Abro a excepção para publicar na LeYa um autor estrangeiro que me convenceu ao desvio: o sul-coreano Kim Young-ha (se fosse aqui, chamar-se-ia Young-ha Kim, porque «Kim» é o apelido), considerado pela crítica o nome mais vibrante da sua geração e traduzido em mais de dez países. A sua novela, Tenho o Direito de Me Destruir, com uma excelente tradução de Maria do Carmo Figueira, não é para qualquer dente, por algum atrevimento sexual (com chupas-chupas à mistura e bolinha vermelha ocasional) e bem assim por tratar um tema bastante polémico, o da morte assistida. Mas não se pense que o protagonista e narrador, amante da pintura, ajuda caridosamente a morrer doentes terminais. Nada disso. Ele está, sim, especialmente atento aos deprimidos e solitários (as mulheres que viajam sozinhas ou encontra em museus são alvos preferenciais) e, por ser culto e inteligente, põe à sua disposição um maravilhoso serviço de assistência ao suicídio, munindo-se de um catálogo bastante completo.
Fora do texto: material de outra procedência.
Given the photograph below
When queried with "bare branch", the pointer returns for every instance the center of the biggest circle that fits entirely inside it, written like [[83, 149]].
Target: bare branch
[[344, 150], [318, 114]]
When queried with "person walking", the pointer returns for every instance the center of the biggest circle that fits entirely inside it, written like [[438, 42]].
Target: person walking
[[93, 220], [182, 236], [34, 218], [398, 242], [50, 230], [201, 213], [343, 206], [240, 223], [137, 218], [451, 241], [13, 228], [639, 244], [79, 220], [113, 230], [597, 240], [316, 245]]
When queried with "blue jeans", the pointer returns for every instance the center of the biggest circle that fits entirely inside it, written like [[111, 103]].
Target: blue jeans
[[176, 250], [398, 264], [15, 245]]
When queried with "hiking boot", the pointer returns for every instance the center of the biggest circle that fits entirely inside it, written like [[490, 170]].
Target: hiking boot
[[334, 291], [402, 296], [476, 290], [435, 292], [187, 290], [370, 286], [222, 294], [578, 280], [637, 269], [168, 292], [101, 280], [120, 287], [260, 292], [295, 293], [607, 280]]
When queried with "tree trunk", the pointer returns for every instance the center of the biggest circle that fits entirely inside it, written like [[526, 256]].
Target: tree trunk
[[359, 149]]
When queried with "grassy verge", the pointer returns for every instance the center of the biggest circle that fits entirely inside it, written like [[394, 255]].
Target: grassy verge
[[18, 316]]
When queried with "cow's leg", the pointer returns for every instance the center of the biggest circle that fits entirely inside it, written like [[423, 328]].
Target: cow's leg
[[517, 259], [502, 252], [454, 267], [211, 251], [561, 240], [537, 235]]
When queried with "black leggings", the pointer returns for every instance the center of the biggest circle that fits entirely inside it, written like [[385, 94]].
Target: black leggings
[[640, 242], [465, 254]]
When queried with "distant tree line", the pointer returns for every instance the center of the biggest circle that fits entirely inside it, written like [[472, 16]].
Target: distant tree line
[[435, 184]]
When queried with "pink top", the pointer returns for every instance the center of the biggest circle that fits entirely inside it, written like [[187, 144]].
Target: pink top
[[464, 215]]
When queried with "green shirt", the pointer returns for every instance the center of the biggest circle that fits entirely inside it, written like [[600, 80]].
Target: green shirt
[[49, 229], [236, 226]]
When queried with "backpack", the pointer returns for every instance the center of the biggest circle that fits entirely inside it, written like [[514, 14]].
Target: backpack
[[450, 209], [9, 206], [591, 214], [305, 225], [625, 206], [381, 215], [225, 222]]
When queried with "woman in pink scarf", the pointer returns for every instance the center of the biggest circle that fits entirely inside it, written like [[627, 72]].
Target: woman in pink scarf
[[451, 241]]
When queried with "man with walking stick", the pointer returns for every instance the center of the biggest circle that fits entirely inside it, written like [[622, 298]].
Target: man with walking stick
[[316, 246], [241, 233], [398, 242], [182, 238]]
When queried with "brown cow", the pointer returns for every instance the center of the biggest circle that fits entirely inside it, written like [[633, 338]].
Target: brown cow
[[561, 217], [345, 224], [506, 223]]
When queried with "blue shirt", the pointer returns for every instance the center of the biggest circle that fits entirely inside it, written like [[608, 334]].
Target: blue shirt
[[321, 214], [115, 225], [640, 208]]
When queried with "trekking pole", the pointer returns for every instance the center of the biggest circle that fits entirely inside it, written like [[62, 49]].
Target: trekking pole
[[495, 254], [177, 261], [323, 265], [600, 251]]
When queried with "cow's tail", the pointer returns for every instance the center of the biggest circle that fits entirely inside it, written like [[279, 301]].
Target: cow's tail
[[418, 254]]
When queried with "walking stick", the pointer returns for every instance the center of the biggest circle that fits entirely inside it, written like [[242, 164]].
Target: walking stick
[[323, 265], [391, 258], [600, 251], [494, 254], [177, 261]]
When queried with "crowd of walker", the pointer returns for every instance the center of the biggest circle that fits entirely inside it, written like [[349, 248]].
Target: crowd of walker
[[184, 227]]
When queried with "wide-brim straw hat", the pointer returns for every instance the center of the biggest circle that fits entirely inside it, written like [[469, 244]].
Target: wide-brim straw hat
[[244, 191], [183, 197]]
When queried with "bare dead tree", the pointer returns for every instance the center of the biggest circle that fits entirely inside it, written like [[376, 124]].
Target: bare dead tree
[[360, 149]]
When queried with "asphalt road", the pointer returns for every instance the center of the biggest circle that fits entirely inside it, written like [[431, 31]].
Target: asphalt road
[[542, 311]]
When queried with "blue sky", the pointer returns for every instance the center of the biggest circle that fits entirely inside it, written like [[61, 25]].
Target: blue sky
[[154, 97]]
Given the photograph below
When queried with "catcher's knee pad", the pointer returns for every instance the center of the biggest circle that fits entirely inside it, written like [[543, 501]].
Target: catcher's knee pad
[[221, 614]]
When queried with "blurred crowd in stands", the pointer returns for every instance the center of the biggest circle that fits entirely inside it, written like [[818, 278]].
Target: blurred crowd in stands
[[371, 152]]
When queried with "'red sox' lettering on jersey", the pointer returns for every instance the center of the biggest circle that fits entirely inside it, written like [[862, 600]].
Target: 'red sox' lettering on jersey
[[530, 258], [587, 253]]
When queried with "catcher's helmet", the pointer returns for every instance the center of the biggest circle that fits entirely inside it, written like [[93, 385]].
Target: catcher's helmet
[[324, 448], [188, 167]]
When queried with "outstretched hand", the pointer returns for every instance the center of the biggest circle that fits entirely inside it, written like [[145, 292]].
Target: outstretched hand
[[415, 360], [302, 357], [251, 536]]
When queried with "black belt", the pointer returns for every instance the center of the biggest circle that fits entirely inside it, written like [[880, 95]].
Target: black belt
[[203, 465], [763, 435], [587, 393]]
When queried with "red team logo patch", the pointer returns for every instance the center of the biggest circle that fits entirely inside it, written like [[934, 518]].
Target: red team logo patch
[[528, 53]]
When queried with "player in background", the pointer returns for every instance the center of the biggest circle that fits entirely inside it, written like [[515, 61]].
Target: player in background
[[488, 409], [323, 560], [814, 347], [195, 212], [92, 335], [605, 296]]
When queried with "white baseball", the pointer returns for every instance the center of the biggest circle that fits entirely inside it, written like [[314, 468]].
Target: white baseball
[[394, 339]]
Vive deste estranho ofício e bastam-lhe dois ou três clientes generosos por ano para ter uma vida pacata e sem dificuldades. Quando termina um trabalho, escreve sobre a pessoa que ajudou a livrar dos seus problemas – é através do seu relato fiel, cínico e criativo que conheceremos Se-yeon, a rapariga por quem dois gémeos estavam doidamente apaixonados e desapareceu do carro de um deles no meio de engarrafamento na neve; ou Mimi, uma artista de vanguarda que não deixava que filmassem as suas performances por ter medo de se ver a si própria. Num cenário que usa Seul para espelhar a velocidade do mundo moderno e os dramas actuais da humanidade, Kim herda uma certa obscuridade de Kafka e uma certa ousadia de Brett Easton Ellis para compor um texto admiravelmente seco, sem palha, e ao mesmo tempo perturbador e exótico. A capa portuguesa, belíssima, é de Rui Garrido.